Case Studies#
In this section, we will explore real-world applications of logistic regression in various fields, including healthcare, finance, and marketing. These case studies demonstrate the practical utility and versatility of logistic regression in solving real-world problems.
Real-World Examples#
Healthcare#
Logistic regression is widely used in healthcare for predicting patient outcomes, understanding disease progression, and optimizing treatment plans.
Predicting Disease Presence: Logistic regression can be used to predict the presence or absence of a disease based on clinical parameters and patient history. For example, it can predict the likelihood of a patient having diabetes based on features such as age, BMI, blood pressure, and glucose levels.
Understanding Disease Progression: Logistic regression can help understand how different factors contribute to the progression of diseases such as diabetes, heart disease, and cancer. For example, it can model the relationship between lifestyle factors and the progression of diabetes.
# Predicting Disease Presence
import pandas as pd
from sklearn.model_selection import train_test_split
from sklearn.linear_model import LogisticRegression
from sklearn.metrics import accuracy_score, precision_score, recall_score, f1_score, roc_auc_score
# Load the dataset (e.g., Pima Indians Diabetes dataset)
url = "https://raw.githubusercontent.com/jbrownlee/Datasets/master/pima-indians-diabetes.data.csv"
column_names = [
"Pregnancies",
"Glucose",
"BloodPressure",
"SkinThickness",
"Insulin",
"BMI",
"DiabetesPedigreeFunction",
"Age",
"Outcome",
]
data = pd.read_csv(url, names=column_names)

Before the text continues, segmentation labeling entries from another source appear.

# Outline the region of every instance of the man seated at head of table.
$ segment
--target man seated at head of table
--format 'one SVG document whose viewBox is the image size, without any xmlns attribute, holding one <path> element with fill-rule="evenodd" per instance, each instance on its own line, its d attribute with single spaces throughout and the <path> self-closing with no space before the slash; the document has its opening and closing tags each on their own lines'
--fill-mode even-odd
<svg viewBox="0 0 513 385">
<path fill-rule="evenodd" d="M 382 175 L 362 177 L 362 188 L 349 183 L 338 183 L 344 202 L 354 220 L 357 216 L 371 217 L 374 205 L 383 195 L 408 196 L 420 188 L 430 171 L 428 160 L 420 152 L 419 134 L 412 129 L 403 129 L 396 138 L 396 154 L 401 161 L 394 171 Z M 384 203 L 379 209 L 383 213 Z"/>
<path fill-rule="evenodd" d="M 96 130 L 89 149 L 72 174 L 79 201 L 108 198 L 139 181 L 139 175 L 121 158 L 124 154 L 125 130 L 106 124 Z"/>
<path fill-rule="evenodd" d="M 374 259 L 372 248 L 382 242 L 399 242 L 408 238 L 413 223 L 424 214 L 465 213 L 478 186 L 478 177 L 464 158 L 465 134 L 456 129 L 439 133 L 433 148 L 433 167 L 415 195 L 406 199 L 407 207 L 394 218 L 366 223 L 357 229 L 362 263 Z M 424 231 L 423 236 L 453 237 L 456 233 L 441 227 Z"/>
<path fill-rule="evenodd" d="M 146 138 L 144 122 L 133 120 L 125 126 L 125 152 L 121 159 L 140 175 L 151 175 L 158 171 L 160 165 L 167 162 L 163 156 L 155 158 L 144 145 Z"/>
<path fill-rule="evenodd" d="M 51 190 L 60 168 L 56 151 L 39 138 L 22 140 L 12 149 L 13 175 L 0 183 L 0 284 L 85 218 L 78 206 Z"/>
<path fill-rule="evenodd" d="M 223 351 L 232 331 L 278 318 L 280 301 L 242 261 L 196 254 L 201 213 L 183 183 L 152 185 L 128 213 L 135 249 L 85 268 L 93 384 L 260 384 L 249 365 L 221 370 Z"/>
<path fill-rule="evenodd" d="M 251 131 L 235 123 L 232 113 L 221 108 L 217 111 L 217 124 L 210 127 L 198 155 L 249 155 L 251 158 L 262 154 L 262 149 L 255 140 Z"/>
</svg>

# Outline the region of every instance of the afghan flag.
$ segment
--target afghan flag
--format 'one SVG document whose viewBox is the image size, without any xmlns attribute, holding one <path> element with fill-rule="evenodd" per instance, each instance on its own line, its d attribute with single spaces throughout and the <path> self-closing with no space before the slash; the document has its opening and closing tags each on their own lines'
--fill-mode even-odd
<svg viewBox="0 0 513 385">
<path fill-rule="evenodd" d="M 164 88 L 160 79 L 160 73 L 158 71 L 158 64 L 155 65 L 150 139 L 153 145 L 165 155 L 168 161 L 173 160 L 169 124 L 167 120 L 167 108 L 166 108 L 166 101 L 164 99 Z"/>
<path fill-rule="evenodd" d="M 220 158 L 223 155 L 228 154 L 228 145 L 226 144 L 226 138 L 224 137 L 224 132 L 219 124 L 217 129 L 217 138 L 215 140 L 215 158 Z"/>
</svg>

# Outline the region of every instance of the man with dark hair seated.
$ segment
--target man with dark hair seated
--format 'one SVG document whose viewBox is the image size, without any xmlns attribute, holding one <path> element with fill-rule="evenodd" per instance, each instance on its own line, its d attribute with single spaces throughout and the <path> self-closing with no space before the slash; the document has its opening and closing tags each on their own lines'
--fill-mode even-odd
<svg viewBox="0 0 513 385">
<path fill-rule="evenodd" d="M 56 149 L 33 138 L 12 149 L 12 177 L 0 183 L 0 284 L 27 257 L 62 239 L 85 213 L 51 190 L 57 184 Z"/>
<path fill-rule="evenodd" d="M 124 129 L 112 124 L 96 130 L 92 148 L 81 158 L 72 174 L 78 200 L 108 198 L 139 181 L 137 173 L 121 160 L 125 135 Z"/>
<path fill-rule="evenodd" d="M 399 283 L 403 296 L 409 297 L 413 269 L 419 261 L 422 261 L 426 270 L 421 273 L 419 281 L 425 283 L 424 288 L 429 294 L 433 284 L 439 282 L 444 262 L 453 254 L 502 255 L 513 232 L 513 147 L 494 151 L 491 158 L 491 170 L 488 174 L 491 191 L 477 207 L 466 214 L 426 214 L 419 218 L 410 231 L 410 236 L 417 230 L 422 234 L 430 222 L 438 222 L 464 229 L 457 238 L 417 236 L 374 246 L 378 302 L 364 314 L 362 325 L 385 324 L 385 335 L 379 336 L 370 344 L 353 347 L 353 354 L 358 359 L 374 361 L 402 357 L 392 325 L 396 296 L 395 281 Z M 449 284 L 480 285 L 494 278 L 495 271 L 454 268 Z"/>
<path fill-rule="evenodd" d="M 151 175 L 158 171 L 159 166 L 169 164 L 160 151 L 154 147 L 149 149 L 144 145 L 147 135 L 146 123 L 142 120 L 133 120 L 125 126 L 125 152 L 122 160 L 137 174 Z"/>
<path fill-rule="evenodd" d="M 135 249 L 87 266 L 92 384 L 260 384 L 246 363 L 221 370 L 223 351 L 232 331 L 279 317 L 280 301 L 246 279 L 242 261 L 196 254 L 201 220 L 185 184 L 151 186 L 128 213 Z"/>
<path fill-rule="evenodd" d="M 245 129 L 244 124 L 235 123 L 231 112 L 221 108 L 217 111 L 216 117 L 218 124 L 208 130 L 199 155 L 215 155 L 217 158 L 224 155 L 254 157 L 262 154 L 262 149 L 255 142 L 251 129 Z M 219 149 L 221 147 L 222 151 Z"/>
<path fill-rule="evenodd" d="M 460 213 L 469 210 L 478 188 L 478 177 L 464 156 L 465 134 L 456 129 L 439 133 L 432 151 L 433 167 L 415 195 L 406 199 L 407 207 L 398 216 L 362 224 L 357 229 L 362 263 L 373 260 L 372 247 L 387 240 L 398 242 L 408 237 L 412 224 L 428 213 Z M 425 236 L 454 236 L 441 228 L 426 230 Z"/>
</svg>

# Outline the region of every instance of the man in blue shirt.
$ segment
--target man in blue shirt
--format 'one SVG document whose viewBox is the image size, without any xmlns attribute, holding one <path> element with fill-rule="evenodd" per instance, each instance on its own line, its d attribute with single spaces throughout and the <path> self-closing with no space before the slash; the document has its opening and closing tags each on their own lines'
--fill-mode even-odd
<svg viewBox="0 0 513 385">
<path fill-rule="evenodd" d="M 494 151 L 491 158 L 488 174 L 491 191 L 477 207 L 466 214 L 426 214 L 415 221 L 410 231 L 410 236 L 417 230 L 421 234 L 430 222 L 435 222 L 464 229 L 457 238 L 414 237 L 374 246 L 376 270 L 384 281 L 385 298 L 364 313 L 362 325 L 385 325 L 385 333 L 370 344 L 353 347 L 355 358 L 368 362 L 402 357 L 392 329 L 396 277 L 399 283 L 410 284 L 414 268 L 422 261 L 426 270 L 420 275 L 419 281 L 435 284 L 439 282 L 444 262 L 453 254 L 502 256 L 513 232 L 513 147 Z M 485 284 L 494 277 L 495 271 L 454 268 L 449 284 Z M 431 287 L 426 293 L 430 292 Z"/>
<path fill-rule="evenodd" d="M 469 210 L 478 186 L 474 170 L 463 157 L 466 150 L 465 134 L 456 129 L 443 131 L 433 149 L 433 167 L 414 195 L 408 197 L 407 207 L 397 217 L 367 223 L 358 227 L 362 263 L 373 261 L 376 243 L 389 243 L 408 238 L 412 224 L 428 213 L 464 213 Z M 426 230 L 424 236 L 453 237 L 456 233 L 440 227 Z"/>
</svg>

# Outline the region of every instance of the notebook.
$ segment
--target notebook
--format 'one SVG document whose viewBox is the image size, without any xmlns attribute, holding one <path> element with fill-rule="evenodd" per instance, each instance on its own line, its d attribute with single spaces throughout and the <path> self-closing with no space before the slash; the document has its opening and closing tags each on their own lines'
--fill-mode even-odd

# Split the dataset into features and target variable
X = data.drop("Outcome", axis=1)
y = data["Outcome"]
# Split the dataset into training and testing sets
X_train, X_test, y_train, y_test = train_test_split(X, y, test_size=0.2, random_state=42)
# Create and train the logistic regression model
model = LogisticRegression(max_iter=1000)
model.fit(X_train, y_train)
# Make predictions
y_pred = model.predict(X_test)
y_prob = model.predict_proba(X_test)[:, 1]
# Evaluate the model
accuracy = accuracy_score(y_test, y_pred)
precision = precision_score(y_test, y_pred)
recall = recall_score(y_test, y_pred)
f1 = f1_score(y_test, y_pred)
roc_auc = roc_auc_score(y_test, y_prob)
print(f"Accuracy: {accuracy:.2f}")
print(f"Precision: {precision:.2f}")
print(f"Recall: {recall:.2f}")
print(f"F1 Score: {f1:.2f}")
print(f"ROC-AUC: {roc_auc:.2f}")
Accuracy: 0.75
Precision: 0.64
Recall: 0.67
F1 Score: 0.65
ROC-AUC: 0.81
Finance#
In finance, logistic regression is used for risk management, portfolio optimization, and forecasting financial metrics.
Credit Scoring: Logistic regression can be used to develop credit scoring models that assess the creditworthiness of individuals based on factors such as income, debt, and credit history. These models help financial institutions make informed lending decisions.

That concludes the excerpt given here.